Pepper Stebbins, the sales manager, explained that Precious Woods engages in logging with minimal environmental impact and promotes regeneration of the forest. After all, if the forest goes away, the company goes out of business.

We then drove to Itacoatiara, a town of about 60,000 at the mouth of the Amazon River. It is a town littered with makeshift shacks, some with table and chairs set up to serve a drink or a snack a homage to bootstrap capitalism. The town has little industry, save for nearby logging operations, and unemployment hovers between 80 and 90 percent.

Those lucky enough to have jobs in the timber industry cannot leave their homes unattended for even a single night, lest roving gangs of teen-age thieves break in. Leave for a weeklong vacation and it's virtually assured nothing will be left in your home.

There is no hot water in Itacoatiara. Three smoke-belching diesel generators provide intermittent electricity. Telephone service is prone to interference. Trash is dumped into open fields and left for the more unfortunate residents to join the birds, rodents and stray dogs and cats to rummage through. Adequate health care is a three-hour car ride away.

Despite the lack of industry, high unemployment, rampant crime, and the pollution that so often accompanies poverty, international environmentalists oppose projects that would bring jobs and infrastructure to the area. This opposition comes in spite of the fact that many who oppose such development have never witnessed life among the people who live here.

What choice are the greens giving those they've never met? Dire poverty and misery for humans in the name of preserving a forest that, by all rational accounts, is not endangered?

The greens claim the moral high ground in opposing development, but as one Brazilian noted, millions of dollars will be spent researching a monkey no one has heard of, but not one dime will be spent to ease human suffering.
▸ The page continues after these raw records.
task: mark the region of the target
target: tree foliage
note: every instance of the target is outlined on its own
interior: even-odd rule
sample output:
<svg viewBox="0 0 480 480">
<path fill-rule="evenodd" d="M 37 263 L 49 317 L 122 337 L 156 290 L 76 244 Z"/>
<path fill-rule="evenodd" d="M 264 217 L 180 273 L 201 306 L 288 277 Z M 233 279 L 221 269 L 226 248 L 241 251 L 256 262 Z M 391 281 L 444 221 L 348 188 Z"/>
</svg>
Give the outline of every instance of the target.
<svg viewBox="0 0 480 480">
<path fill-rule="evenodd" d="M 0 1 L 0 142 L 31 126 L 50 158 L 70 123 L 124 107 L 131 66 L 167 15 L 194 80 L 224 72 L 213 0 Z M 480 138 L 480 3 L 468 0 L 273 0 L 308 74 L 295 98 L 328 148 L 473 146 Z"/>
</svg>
Jayni Chase, wife of actor Chevy Chase and head of the environmental group Friends of the Earth, justifies opposition to infrastructure projects in Brazil because she's “trying to think long-term, not just feed your child tomorrow. We're trying to think long-term.”

Maybe Mrs. Chase and the other greens should move to Itacoatiara with their children and stay there until they figure out a way for man and nature to coexist. Or at least until they get tired of listening to their kids complain about starving.

While driving out of the town, I saw smoke rise from the charred remains of tree stumps that were being cleared for agriculture, and another sharp pain welled inside of me. The pained spirit of Luna? Another red ant?

No, it appeared the previous night's tambaqui fish dinner did not agree with me.


Marc Morano is a senior staff writer for CNSNews.com who recently returned from an investigative visit to the Amazon Rainforest.